I used to have pretty unreasonable standards when it came to men. I’d turn them down no matter how great they seemed, simply because they didn’t meet the very specific set of expectations I’d developed over the course of my life. I stayed single for years, until one day, I finally gave up on the fantasy of meeting the ideal guy altogether – a motionless and slightly faded 27” x 41” poster image of Aragorn, from the Lord of the Rings trilogy. Now, I’m finally ready to settle for a man who’s not that poster.
Everyone needs to have standards, but mine were keeping me from finding love with any man who wasn’t a poster of Aragon I taped to my wall in ninth grade.

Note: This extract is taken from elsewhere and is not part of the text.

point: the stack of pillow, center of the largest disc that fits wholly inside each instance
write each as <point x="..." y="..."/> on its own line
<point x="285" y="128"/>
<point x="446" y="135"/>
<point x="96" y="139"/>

I compared every man I met to the man on that poster, judging whether or not he could fight orcs, raise an army of the undead as the true king of Gondor, or stay put on my wall for years and years, even after it got to be a little weird.
But I’m through with those expectations now, and I’m happy to say I’m dating a regular guy named David I met at a boat party. He might not have the pure heart or excellent swordwork of Aragorn, son of Arathorn, but he loves me very much and he’s a real human man who can walk and talk back to me, unlike my poster, which has never said a word no matter how times I’ve shouted, “Stand, Men of the West!” at it (approx. 200 times).
I do still enjoy the films regularly.
Anyway, I’m glad to say I’m no longer adamant about my old standards. They only set me up for disappointment when I realized, time and again, no man in my life would ever possess every single quality I looked for in a poster of Aragorn. At best, they would only possess one or two, for example, if they had a beard or their nickname was “Strider.”
But the most elusive quality he had was being a two-dimensional movie poster. I never, ever found a guy who could be that for me so I had to give up on it entirely. If you find yourself in the same situation, here’s my advice: Sometimes you have to meet men where they are. A man can’t be a poster any more than Aragorn can keep his lineage a sectre, so don’t demand he become something he isn’t, especially not on your first date. I had to learn through experience you should never unfurl a poster of Aragorn at a Buca Di Beppo on a first date, point to it and say, “Can this be you?”
After all, dating isn’t about trying to make someone become your poster of Aragorn; it’s about finding someone you truly love for who they are. And that’s why I feel so free now that I’ve finally settled for a man who’s not just a picture of the Ranger of the North, heir of Isildur and confidante of Gandalf the White Wizard. He’s just a regular human guy named David and I love him for that.